In a region that counts medicine and medical research among its strengths, a new condition has been detected: fear of sequestration.

In a region that counts medicine and medical research among its strengths, a new condition has been detected: fear of sequestration.

Hospitals and health researchers are warning that sequestration, the automatic federal funding cuts that are due to begin Friday, could deal devastating blows in the Philadelphia area. Sequestration could cut Medicare payments by 2 percent, which would cost hospitals in Southeastern Pennsylvania at least $50 million a year, according to the Delaware Valley Healthcare Council, a lobbying group for hospitals.

If the National Institutes of Health budget is cut by 5.1 percent, that would reduce its funding here by $41.5 million, the council projected. Most of those cuts would come in Philadelphia, a national leader in NIH-funded research.

The looming sequester "increases uncertainty, undermining health-care services and jobs at a time when the economy can least afford it," noted Curt Schroder, the former state legislator who is the council's regional executive.

Penn Medicine, which includes the University of Pennsylvania's medical school and health system, estimated it would lose $23 million a year from sequestration's Medicare cuts, affecting everything from physician and hospital payments to graduate medical education and managed-care patients.

Estimates of likely NIH cuts range from 5 percent to 8 percent, said Glen Gaulton, executive vice dean and chief scientific officer for Penn's Perelman School of Medicine.
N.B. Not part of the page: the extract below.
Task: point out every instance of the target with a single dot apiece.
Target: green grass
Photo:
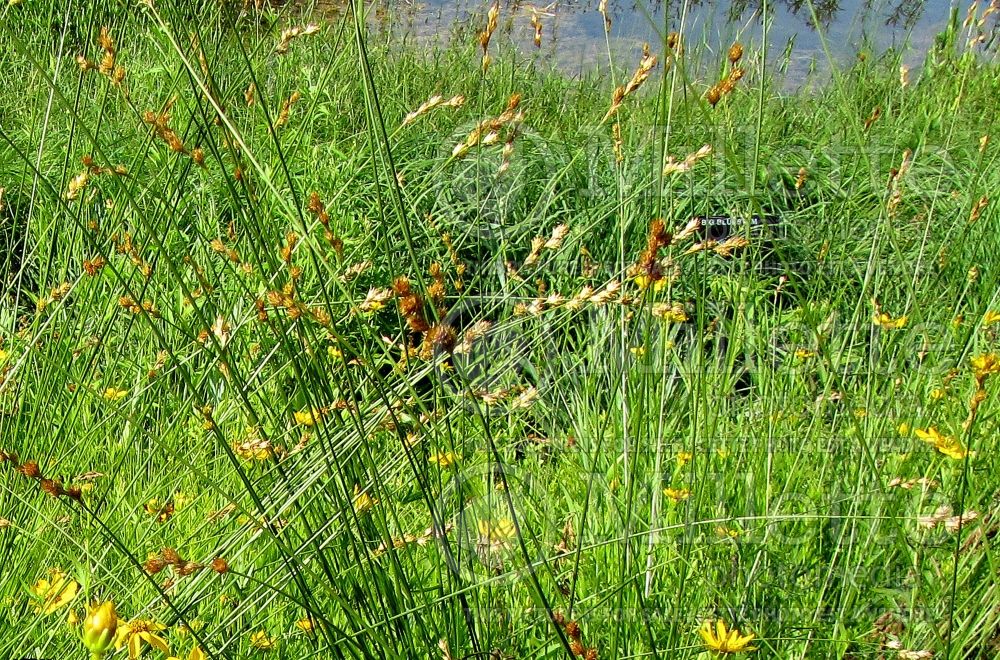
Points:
(777, 403)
That would result in cuts of more than $20 million at Penn alone.

At Penn Medicine, about 13,800 jobs are linked to research. The most immediate consequence of sequestration cuts would be job losses, Gaulton said.

In the longer term, leaner funding makes it more difficult for researchers to build on scientific advances. As other countries, particularly China, increase science funding, the United States will find itself taking a diminished role, Gaulton said.
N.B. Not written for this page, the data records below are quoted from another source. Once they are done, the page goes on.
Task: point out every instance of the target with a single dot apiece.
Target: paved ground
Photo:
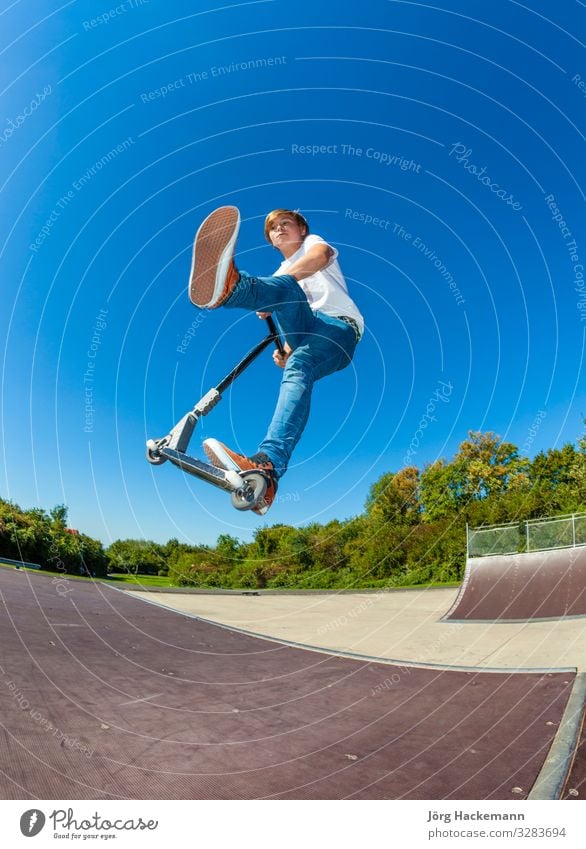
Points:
(103, 696)
(401, 625)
Another concern is that a tighter budget - the NIH funds only about 6 percent of grant applications - may cause bright young people to shy away from science.
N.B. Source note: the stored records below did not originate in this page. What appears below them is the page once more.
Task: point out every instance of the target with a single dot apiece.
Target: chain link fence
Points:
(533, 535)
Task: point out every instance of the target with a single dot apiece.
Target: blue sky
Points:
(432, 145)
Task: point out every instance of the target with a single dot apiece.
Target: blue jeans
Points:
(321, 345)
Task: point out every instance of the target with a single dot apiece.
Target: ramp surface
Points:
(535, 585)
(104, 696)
Shaun O'Brien, a Los Angeles native in his fifth year of graduate study on the immune system at Penn, is part of a new group that advocates stronger research funding. Dwindling aid could lead to a lost generation of young scientists, he said.

O'Brien worries that some Penn labs may have to close, or that postdoctoral opportunities will diminish. NIH funding has not kept up with inflation for years; cutting more now, he said, would be "like asking a starving person to skip lunch and dinner."